KFOR-TV
- Lincoln, Nebraska; United States;
- Channels: Analog: 10 (VHF);

Programming
- Affiliations: ABC

Ownership
- Owner: Cornbelt Broadcasting Co.

History
- Founded: October 1952
- First air date: May 31, 1953
- Last air date: March 13, 1954
- Call sign meaning: KFOR

= KFOR-TV (Nebraska) =

Television station in Lincoln, Nebraska (1953–1954)

KFOR-TV (channel 10) was a television station in Lincoln, Nebraska, United States, which operated from May 1953 to March 1954.

==History==
KFOR-TV signed on May 31, 1953, three months after the launch of the first television station in Lincoln, Nebraska, KOLN. It was founded by Lincoln-based Cornbelt Broadcasting, which also operated KFOR radio. New studios were built for the station at 48th and Vine streets. The station's transmitter was located on the KFOR radio tower a few blocks away from the studio. It was the ABC affiliate for both Omaha and Lincoln. However, according to longtime KOLN personality Leta Powell Drake, Omaha stations KMTV and WOW-TV, both of which had a secondary ABC affiliation, had first choice on ABC programming and blocked KFOR from airing ABC's most popular shows during prime time.

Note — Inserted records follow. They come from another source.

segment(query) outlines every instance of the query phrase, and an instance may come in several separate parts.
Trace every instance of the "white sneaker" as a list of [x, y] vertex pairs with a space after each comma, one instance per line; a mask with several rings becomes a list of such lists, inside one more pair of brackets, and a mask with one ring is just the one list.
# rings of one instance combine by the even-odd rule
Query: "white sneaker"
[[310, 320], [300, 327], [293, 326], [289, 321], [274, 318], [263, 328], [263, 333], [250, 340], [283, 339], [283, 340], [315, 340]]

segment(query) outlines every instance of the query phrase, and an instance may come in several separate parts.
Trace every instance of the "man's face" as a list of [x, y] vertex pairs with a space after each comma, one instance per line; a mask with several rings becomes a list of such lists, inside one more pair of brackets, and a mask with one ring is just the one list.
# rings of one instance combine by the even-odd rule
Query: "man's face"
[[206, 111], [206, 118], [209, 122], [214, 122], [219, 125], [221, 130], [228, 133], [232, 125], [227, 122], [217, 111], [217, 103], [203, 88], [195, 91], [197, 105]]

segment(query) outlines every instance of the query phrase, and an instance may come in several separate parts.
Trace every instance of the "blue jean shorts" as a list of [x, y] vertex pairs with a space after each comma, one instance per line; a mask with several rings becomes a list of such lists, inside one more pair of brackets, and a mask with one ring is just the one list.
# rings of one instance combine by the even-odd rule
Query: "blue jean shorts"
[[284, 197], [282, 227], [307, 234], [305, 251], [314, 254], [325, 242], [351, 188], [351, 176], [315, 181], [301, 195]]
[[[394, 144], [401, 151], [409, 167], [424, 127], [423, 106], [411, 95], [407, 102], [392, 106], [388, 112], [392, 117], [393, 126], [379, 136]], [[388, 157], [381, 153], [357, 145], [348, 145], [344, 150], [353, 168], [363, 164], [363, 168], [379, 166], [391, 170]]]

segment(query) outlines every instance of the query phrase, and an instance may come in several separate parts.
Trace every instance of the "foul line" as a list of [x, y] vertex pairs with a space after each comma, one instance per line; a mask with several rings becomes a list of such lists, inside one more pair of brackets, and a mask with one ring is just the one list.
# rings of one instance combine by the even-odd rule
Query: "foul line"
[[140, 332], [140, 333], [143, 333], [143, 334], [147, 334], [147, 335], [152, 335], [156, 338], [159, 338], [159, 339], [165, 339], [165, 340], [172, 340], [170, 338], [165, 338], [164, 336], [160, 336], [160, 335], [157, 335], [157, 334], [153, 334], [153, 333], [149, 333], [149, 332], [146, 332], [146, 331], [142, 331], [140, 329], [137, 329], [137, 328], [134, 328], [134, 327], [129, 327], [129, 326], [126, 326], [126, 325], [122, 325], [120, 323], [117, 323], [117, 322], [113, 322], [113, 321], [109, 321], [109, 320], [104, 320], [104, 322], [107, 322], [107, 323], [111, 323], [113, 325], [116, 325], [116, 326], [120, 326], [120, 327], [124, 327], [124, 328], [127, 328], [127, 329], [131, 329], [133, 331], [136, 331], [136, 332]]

In February 1954, broadcasting pioneer John Fetzer — who had purchased KOLN in August 1953 — purchased KFOR-TV for $300,000. The purchase included the station license and equipment but not the studio building or KFOR radio. To avoid running afoul of Federal Communications Commission (FCC) ownership regulations (and to create a commercial broadcast monopoly for himself in the Lincoln market), Fetzer moved KOLN from its sign-on channel 12 to KFOR's channel 10 and donated the channel 12 facilities and the KFOR license to the University of Nebraska for its educational station, KUON-TV. KFOR-TV was shut down on March 13, 1954; KOLN picked up KFOR's ABC affiliation until Fetzer successfully persuaded the FCC to split Lincoln from the Omaha market, after which time it switched its primary affiliation to CBS.

Backyard Farmer originated on KFOR-TV in 1953; it moved to KUON in 1955 and continues to air on what is now known as Nebraska Public Media.

The former KFOR-TV studio became a funeral home, then was later converted to office space that was known for a time as the Egan Building.

The KFOR-TV call sign was adopted by the former WKY-TV/KTVY-TV in Oklahoma City, Oklahoma, in 1990.